Building A Robust and Efficient AWS Cloud Infrastructure with Terraform and GitLab CI/CD.

Last Updated on October 5, 2024 by Editorial Team

Author(s): Julius Nyerere Nyambok

Originally published on Towards AI.

Historically, cloud infrastructure management involved manual configuration on web consoles or command line interfaces. This approach was prone to human errors, inconsistencies, and maintaining version controls. The growing complexity of cloud environments and the demand for faster, more reliable, and reproducible infrastructure management practices highlighted the need for a more efficient solution.
Infrastructure-as-code (IaC) is a DevOps practice that uses code to define and deploy infrastructure. Terraform by HarshiCorp is an IaC tool that allows you to define and provision cloud resources using a declarative language called HashiCorp Configuration Language.
In this article, we will deploy resources on AWS through Terraform and create a CI/CD pipeline on Gitlab to automate the deployment process.

Building A Robust and Efficient AWS Cloud Infrastructure with Terraform and GitLab CI/CD. — Figure 1: Terraform basic flowchart

Part I: Introduction

In this project, we will define the AWS infrastructure, write terraform code that defines our AWS infrastructure, build our infrastructure, and automate our infrastructure creation using GitLab CI/CD pipelines so that when a change is made, the pipeline will run the terraform commands, and update the infrastructure.
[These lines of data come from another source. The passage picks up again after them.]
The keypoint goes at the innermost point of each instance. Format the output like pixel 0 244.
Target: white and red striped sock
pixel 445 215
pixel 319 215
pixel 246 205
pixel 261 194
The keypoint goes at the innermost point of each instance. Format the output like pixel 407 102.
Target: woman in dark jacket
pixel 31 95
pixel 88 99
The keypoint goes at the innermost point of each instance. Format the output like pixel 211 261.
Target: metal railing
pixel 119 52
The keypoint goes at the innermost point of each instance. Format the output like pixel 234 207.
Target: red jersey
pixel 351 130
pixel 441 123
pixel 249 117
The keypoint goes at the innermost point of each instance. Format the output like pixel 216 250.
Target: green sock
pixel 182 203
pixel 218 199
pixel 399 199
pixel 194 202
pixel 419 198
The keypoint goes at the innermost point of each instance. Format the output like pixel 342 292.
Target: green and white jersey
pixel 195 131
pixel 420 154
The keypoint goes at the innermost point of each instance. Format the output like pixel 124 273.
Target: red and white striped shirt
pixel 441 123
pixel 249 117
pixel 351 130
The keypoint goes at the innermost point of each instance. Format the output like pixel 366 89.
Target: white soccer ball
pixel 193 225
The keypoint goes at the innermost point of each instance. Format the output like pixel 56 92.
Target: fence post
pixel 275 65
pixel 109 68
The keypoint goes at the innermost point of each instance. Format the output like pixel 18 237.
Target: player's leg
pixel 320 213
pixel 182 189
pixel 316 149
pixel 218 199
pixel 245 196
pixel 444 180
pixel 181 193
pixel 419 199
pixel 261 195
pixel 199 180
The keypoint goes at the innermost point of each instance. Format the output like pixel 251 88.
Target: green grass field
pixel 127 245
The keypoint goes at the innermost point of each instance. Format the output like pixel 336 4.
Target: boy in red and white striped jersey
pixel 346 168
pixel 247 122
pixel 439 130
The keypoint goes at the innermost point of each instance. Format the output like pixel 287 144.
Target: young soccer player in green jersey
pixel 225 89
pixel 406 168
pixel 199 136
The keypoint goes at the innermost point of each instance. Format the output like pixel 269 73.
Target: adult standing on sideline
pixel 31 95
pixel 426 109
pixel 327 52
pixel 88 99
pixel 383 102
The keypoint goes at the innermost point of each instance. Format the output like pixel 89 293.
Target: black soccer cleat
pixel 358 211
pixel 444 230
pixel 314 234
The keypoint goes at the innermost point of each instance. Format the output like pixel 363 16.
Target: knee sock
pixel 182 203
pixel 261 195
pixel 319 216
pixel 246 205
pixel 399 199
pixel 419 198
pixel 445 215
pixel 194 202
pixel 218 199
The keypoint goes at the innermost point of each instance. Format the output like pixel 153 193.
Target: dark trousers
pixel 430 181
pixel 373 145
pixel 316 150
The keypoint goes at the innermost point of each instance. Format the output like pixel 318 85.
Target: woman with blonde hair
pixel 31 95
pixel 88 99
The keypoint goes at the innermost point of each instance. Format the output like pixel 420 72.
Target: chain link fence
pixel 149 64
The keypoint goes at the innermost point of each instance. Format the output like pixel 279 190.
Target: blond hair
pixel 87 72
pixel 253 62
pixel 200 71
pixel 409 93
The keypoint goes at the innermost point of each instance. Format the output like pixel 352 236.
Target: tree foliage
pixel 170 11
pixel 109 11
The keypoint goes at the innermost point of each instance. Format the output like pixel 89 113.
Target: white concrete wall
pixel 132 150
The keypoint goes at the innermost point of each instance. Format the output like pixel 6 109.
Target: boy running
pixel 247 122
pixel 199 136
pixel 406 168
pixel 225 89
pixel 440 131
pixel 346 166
You require the following tools for this project:

AWS account and a user account — Preferred cloud computing resources provider that offers a free tier.
AWS CLI — A command line interface to authenticate our AWS credentials.
Terraform — Infrastructure-as-code tool to deploy cloud resources via code. You can follow this tutorial to install it.
GitLab account — To store our code in a repository and create our CI/CD pipeline.
Any code editor you prefer i.e VS Code.

Here is the link to the GitLab repository which I have successfully mirrored on my GitHub.

GitHub – Jnyambok/Terraform-CI-CD-Pipeline: AWS infrastructure that consists of a VPC and Amazon…

AWS infrastructure consists of a VPC and Amazon EC2 instance deployed through Terraform.Repository mirrored from…

github.com

Part II: Infrastructure Definition

A Virtual Private Cloud (VPC) is a private, isolated section of the AWS cloud where you can launch resources. It’s akin to a private data center within the public cloud that allows you to customize the configuration, including subnets, routing tables, and security groups.
An Elastic Compute Cloud (EC2) instance is a virtual server in the cloud that provides on-demand computing capacity and resources like CPU, memory, and storage.
A security group is a firewall configuration for your services that defines what ports on the machine are open to incoming traffic.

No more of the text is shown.